Однажды «господин в новом мундире», Алешин отчим, бил его больную мать. «Даже сейчас вижу, — вспоминает Горький, — эту подлую, длинную ногу, с ярким кантом вдоль штанины, вижу, как она раскачивается в воздухе и бьет носком в грудь женщины». Алеша схватил нож и ударил отчима. Вот этот нож все еще в душе у Горького: для него не в переносном смысле, а в точном, кровном, кровавом — обида России — обида матери.
Но вот для Алеши «отеческий гроб» — «тухлый Дюков пруд, куда дядья зимой бросили отца его в прорубь». Вот какое «отечество» надо полюбить Горькому.
Когда Дедушка бьет Бабушку смертным боем и та молчит, терпит — «мне заказано терпеть», — мы умиляемся:
«Святая Русь! Святая Русь!» Горький не умиляется. Да будь она проклята, эта «святость», если от нее все наши мерзости!
«Вспоминая эти свинцовые мерзости дикой русской жизни, я минутами спрашиваю себя: да стоит ли говорить об этом? И с обновленной уверенностью отвечаю — стоит; ибо это — живучая, подлая правда, она не издохла и по сей день.
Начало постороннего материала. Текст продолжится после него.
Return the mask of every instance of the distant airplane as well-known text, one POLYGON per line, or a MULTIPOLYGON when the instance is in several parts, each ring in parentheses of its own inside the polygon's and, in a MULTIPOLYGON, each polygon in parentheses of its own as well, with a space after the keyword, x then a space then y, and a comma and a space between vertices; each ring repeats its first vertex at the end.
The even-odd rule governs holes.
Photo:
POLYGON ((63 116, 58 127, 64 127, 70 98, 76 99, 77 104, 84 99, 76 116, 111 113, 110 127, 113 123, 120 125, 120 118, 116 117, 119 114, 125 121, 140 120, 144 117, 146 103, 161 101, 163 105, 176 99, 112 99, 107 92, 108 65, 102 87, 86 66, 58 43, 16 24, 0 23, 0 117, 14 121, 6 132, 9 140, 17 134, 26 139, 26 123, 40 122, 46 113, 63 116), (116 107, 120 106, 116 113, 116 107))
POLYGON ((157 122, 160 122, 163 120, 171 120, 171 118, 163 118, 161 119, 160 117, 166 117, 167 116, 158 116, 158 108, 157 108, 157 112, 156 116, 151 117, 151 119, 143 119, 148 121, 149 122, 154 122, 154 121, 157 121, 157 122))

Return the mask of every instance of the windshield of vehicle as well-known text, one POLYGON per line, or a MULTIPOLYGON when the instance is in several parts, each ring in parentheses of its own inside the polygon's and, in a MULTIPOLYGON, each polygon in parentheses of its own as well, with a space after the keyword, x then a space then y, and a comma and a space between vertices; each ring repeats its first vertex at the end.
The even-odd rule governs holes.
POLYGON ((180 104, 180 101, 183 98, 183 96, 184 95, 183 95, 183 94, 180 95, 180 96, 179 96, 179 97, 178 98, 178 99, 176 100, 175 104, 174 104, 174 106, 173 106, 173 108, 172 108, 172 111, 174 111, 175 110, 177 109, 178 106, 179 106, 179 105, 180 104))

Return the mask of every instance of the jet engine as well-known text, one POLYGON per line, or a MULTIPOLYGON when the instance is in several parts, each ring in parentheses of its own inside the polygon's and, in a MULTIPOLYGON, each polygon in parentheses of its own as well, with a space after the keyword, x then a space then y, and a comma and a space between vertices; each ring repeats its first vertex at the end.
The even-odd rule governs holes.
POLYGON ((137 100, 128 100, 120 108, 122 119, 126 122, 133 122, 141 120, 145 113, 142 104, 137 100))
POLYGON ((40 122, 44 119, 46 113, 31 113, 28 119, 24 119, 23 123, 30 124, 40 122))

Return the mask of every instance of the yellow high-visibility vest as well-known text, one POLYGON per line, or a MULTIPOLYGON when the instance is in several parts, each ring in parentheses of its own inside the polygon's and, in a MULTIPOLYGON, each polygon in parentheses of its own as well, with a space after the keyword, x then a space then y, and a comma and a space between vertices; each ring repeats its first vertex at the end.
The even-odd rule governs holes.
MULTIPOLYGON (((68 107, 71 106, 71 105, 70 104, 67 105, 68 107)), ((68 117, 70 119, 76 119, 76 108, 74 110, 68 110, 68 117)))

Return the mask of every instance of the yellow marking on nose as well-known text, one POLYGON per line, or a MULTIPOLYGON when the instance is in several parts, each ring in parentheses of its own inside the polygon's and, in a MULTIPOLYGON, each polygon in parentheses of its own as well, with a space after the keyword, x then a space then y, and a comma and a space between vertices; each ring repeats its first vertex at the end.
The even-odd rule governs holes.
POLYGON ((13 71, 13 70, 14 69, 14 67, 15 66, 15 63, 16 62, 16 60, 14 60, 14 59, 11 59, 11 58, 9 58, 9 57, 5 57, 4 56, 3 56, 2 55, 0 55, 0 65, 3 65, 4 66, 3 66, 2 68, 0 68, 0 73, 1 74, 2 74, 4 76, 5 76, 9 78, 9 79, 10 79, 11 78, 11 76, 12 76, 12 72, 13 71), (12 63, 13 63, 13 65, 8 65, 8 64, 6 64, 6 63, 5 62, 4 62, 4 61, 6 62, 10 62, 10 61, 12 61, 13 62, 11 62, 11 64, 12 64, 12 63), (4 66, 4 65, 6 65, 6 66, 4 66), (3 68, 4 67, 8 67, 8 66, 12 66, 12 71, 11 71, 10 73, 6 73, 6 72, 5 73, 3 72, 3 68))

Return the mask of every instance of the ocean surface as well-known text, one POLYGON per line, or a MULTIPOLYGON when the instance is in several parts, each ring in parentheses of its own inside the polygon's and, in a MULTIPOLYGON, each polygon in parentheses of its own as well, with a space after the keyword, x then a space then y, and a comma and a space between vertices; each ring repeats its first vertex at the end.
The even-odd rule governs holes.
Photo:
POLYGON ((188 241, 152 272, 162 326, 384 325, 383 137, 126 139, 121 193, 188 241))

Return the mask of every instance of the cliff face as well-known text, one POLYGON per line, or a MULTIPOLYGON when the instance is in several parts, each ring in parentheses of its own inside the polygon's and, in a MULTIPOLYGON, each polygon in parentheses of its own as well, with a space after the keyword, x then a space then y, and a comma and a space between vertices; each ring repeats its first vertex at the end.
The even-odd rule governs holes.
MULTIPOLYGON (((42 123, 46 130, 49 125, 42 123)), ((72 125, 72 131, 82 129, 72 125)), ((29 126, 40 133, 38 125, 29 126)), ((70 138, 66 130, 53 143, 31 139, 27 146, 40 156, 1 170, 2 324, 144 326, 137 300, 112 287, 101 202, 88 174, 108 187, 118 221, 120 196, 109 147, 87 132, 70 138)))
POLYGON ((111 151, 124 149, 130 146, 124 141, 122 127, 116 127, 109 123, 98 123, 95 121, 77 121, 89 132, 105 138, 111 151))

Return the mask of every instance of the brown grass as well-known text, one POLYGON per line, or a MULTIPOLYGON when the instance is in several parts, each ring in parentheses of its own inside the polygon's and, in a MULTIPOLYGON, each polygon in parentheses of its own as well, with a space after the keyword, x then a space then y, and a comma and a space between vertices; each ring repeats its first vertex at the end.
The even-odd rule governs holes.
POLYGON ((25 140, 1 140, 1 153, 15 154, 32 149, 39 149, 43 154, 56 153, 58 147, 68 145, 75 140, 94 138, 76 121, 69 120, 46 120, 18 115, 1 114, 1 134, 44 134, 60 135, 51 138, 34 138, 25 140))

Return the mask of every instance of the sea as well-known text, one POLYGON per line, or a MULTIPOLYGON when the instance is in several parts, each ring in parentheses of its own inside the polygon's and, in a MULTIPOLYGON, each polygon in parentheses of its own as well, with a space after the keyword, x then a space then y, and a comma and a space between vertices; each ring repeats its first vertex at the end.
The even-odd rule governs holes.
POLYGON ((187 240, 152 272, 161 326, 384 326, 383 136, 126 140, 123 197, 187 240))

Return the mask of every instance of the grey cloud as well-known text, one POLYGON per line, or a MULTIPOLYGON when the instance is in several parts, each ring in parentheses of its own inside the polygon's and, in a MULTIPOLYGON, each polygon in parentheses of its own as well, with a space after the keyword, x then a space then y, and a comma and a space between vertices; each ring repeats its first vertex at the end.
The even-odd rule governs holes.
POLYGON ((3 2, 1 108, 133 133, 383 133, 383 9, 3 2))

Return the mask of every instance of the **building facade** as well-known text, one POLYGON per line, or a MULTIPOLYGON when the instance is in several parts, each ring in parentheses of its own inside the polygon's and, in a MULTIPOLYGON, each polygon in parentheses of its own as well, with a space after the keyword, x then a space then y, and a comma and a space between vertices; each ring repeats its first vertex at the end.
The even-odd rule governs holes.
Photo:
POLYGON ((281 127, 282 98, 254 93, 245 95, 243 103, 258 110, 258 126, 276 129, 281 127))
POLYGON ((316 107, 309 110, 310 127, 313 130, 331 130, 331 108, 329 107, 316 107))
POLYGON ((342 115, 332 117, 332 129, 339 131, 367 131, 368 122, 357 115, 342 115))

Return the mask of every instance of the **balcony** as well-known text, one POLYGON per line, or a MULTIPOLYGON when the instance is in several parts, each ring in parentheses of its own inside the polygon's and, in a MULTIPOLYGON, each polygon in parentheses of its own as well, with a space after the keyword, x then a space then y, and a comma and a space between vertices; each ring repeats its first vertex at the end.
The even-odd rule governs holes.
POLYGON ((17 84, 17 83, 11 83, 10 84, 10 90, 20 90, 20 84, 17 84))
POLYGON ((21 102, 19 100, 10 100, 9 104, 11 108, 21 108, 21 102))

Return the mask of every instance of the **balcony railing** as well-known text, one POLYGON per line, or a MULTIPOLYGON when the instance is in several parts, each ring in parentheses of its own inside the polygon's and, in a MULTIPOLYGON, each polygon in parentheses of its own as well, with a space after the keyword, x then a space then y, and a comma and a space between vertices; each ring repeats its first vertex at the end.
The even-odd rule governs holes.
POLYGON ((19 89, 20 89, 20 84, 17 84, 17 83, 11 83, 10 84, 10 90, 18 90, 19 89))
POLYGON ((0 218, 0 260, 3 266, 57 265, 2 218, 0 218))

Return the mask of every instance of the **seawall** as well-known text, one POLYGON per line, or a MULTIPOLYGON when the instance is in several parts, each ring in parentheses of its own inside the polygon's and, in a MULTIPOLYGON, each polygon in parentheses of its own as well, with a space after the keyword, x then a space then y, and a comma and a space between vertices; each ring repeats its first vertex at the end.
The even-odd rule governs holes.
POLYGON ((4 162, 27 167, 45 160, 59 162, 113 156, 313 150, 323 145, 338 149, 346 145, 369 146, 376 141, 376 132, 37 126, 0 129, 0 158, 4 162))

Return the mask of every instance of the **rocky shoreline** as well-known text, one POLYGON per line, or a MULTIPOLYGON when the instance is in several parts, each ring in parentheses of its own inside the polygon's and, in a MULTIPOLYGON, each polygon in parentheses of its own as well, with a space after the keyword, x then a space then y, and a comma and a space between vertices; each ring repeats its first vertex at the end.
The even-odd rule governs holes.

Это та правда, которую необходимо знать до корня, чтобы с корнем же и выдрать ее из памяти, из души человека, из всей жизни нашей, тяжкой и позорной». Никто никогда не говорил об этой правде так, как Горький, потому что все говорили со стороны, извне, а он — изнутри.
По-нашему, по Толстому и Достоевскому — «смирение», «терпение», «неделание», а по Горькому — возмущение, восстание, делание — «страшно верное, страшно русское». И если Россия не только откуда-то пришла, но и куда-то идет, то в этом Горький правее Толстого и Достоевского. В этом Россия грешная святее «святой».